ACI, avviso di mobilità per due funzionari all'Ufficio Gestione Immobili: candidature entro il 30 settembre 2026

L'Automobile Club d'Italia apre una procedura di passaggio diretto ex art. 30 del D.Lgs. 165/2001 per rafforzare la Direzione Amministrazione e Patrimonio con due profili senior di area funzionari

Automobile Club d'Italia - Direzione Risorse Umane e Affari Generali Lazio, Roma Pubblicato il 14 settembre 2026

Indice

Il contesto della procedura

L'Automobile Club d'Italia torna a guardare al bacino della pubblica amministrazione per rafforzare i propri uffici centrali. Con un nuovo avviso di mobilità volontaria, l'ente pubblico non economico presieduto storicamente da figure di primo piano del panorama automobilistico e istituzionale italiano cerca due funzionari da inserire nell'Ufficio Gestione Immobili della Direzione Amministrazione e Patrimonio.

La procedura si muove sui binari classici dell'articolo 30 del D.Lgs. 165/2001, la norma che regola il passaggio diretto di personale tra amministrazioni diverse e che negli ultimi anni ha rappresentato uno strumento privilegiato per la mobilità orizzontale nel pubblico impiego.
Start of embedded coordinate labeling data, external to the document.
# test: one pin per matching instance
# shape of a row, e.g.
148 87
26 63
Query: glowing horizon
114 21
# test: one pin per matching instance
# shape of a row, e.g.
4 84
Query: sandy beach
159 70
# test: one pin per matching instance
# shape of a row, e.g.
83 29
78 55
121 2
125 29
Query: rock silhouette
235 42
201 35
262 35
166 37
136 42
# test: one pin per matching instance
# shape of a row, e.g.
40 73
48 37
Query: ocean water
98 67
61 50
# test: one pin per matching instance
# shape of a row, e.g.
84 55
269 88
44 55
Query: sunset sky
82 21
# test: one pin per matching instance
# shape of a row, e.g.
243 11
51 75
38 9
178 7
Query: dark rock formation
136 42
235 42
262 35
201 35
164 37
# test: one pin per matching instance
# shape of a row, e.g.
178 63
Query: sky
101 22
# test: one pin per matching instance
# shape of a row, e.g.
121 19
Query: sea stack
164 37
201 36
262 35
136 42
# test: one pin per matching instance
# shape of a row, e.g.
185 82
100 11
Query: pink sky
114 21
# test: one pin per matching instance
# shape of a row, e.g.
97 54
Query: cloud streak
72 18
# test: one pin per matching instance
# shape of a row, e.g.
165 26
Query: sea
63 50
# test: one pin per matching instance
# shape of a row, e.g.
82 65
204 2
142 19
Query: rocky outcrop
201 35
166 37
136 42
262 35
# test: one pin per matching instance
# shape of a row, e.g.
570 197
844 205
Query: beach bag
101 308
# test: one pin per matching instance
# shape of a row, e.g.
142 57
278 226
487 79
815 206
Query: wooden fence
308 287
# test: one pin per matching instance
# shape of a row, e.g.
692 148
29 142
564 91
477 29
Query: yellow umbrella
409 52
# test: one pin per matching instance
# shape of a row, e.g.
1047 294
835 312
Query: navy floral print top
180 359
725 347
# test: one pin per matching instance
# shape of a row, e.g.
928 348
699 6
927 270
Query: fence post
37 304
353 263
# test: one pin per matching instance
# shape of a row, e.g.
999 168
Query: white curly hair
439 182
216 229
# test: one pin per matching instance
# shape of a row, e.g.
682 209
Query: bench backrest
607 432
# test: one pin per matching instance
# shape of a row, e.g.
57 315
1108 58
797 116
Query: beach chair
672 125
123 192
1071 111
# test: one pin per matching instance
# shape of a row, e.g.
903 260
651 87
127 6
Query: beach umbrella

Uno strumento che consente agli enti di acquisire competenze già formate, senza gli oneri e i tempi di un concorso pubblico ordinario.

Stando a quanto emerge dall'avviso, la finestra temporale per presentare domanda si aprirà il 14 settembre 2026 e resterà attiva fino alle ore 9:59 del 30 settembre 2026. Un arco di tempo relativamente contenuto, in linea con la prassi delle procedure di mobilità volontaria promosse dall'ACI.

Dettagli del bando ACI

L'avviso, identificato con il codice A210344-59, prevede la copertura di due posizioni di funzionario. Ecco i dati sintetici della procedura:

  • Ente banditore: Automobile Club d'Italia - Direzione Risorse Umane e Affari Generali
  • Posti disponibili: 2
  • Figura professionale: Funzionario
  • Struttura di destinazione: Ufficio Gestione Immobili - Direzione Amministrazione e Patrimonio
  • Tipo di procedura: valutazione per titoli e colloquio
  • Sede di servizio: Roma (Lazio)
  • Categoria: avviso di mobilità volontaria ex art. 30 D.Lgs. 165/2001
  • Settore: Amministrazione
  • Pubblicazione: 14 settembre 2026
  • Scadenza: 30 settembre 2026, ore 9:59

La scelta di inserire i nuovi profili nell'Ufficio Gestione Immobili non è casuale. L'ACI dispone di un patrimonio immobiliare significativo distribuito sull'intero territorio nazionale, composto da sedi centrali, uffici periferici e strutture funzionali all'erogazione dei servizi automobilistici. Una gestione complessa che richiede figure con solide competenze in ambito amministrativo, contrattualistico e tecnico-patrimoniale.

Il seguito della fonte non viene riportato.